Predigt von Nuntius Eterovic am 3. Sonntag im Jahreskreis

Apostolische Nuntiatur, 24. Januar 2021

(Jona 3,1-5.10; Ps 25; 1 Kor 7,29-31; Mk 1,14-20)

Sonntag des Wortes Gottes

„Kehrt um und glaubt an das Evangelium“ (Mk 1,15).

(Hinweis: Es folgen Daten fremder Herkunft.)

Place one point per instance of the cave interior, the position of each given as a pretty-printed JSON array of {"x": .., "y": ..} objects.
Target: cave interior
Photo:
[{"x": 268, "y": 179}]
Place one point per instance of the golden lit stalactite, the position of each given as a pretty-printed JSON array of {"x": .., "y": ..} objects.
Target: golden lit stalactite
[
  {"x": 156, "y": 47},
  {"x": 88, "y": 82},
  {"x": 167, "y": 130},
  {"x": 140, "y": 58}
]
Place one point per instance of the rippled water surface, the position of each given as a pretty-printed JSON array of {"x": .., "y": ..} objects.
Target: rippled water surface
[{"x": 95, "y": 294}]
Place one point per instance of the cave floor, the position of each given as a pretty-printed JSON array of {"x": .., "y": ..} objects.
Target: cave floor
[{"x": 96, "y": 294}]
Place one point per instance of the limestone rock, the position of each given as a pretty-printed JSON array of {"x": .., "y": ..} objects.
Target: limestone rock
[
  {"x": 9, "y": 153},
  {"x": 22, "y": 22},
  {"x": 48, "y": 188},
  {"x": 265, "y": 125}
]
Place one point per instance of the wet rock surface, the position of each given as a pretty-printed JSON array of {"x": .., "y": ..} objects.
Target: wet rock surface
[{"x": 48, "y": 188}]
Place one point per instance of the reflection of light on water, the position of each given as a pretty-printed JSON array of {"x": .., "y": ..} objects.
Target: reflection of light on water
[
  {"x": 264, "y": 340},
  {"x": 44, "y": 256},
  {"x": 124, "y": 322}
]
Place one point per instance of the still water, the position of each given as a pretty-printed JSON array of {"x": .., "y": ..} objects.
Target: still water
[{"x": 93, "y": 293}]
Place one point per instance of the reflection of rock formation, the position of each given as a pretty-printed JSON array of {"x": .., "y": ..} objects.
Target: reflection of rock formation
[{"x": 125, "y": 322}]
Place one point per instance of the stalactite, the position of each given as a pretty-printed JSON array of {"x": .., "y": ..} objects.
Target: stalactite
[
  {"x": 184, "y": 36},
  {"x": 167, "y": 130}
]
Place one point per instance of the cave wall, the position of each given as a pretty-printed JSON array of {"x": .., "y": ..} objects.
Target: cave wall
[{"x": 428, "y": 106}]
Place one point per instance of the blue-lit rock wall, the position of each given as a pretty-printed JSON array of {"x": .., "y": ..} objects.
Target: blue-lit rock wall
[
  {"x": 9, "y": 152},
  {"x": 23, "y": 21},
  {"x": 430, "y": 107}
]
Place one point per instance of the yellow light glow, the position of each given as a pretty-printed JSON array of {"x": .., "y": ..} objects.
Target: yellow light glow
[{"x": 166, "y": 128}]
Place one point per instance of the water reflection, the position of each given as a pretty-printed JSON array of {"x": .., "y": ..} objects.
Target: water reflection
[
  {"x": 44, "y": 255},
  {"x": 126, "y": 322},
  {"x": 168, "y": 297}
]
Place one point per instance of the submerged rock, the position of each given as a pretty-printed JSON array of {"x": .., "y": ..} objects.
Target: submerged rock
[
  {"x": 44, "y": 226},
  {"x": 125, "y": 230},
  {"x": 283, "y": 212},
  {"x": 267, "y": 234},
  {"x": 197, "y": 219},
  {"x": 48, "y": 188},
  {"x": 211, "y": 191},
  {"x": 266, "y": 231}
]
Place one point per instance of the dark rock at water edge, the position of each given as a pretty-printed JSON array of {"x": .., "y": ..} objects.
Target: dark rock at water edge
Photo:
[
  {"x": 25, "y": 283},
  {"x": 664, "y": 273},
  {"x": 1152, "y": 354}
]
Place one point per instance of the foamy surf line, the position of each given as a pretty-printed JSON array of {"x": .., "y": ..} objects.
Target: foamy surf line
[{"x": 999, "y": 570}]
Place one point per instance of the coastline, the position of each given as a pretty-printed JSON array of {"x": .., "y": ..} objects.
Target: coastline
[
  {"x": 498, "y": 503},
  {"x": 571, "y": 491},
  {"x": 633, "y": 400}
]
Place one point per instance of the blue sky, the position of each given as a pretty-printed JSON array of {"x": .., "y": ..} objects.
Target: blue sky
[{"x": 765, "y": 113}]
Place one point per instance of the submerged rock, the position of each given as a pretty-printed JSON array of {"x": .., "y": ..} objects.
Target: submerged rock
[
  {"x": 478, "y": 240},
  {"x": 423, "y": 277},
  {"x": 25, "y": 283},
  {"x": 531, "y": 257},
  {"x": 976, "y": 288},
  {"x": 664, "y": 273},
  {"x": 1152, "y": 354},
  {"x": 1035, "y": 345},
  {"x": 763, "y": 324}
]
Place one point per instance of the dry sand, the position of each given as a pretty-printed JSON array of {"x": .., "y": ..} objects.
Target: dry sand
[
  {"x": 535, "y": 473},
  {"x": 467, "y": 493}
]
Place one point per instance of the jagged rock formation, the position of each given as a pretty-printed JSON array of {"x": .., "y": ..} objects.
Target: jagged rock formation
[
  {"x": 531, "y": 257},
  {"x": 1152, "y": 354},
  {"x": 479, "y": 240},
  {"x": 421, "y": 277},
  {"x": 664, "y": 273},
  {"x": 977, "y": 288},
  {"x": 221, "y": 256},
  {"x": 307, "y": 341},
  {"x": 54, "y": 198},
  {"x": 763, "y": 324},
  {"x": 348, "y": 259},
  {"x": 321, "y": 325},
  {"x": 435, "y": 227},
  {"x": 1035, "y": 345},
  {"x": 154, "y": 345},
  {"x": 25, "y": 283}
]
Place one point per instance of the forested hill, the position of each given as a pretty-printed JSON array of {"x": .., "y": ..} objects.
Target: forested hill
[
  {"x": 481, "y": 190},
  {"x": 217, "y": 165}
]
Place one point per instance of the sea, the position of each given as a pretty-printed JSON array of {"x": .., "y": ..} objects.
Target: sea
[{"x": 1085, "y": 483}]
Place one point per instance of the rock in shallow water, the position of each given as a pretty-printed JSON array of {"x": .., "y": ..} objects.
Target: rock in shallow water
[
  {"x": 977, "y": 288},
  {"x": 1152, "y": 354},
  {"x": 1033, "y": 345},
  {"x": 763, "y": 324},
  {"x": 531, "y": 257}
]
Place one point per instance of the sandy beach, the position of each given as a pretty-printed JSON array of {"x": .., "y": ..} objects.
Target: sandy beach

Liebe Schwestern und Brüder,

Das sind die ersten Worte Jesu, die der Evangelist Markus überliefert: „Die Zeit ist erfüllt, das Reich Gottes ist nahe. Kehrt um und glaubt an das Evangelium“ (Mk 1,15). Danach beruft er die ersten Jünger: Simon und Andreas, Jakobus und Johannes. An sie richtet er den Appell: „Kommt her, mir nach! Ich werde euch zu Menschenfischern machen“ (Mk 1,17). Diese Worte des Herrn Jesus bleiben für immer aktuell. Er ruft auch uns zur Umkehr, die mit der Annahme des Evangeliums verbunden ist. An alle richtet Jesus Christus seine Einladung, ihm jeweils in unterschiedlicher Weise zu folgen. An einige, wie an die Apostel, richtet er den radikalen Ruf zur Veränderung ihrer Lebensweise und zur vollkommenen Hingabe an die Verkündigung des Evangeliums und zum Dienst in der Kirche. Andere, wohl die Mehrheit des Volkes Gottes, lädt Jesus ein, ihm zu folgen, indem sie mit seiner Gnade und ihrem Glauben die zeitliche Wirklichkeit zu heiligen, in der sie eingebunden sind, für die Familie, für die Arbeit, zum Wohl von Kirche und Gesellschaft. Alle jedoch sind aufgerufen, sich zu bekehren und ihr Leben zu verändern, indem sie von den Götzen ablassen und zum wahren Gott zurückkehren, wie es die Einwohner von Ninive taten, nachdem sie die Verkündigung des Jona gehört hatten (vgl. Jona 3,1-5.10). Auch wir müssen uns dessen bewußt sein, was wir in der zweiten Lesung gehört haben: „Die Zeit ist kurz“ (1 Kor 7,29).

Sonntag des Wortes Gottes

Die Lesungen an diesem dritten Sonntag im Jahreskreis rufen die bleibende Aktualität des Evangeliums in Erinnerung. Auch wir sind gerufen, umzukehren und an das Evangelium zu glauben. Das ist immer gültig, doch die Kirche unterstreicht dies in besonderer Weise am Sonntag des Wortes Gottes. Dieses Jahr steht der Sonntag unter dem Leitwort aus dem Philipperbrief: „Haltet fest am Wort des Lebens“ (Phil 2,16). Für uns ist Jesus Christus das Wort schlechthin. Er ist das in der Fülle der Zeit fleischgewordene Wort (vgl. Joh 1,14). „Vielfältig und auf vielerlei Weise hat Gott einst zu den Vätern gesprochen durch die Propheten; am Ende dieser Tage hat er zu uns gesprochen durch den Sohn, den er zum Erben von allem eingesetzt, durch den er auch die Welt erschaffen hat“ (Hebr 1,1-2).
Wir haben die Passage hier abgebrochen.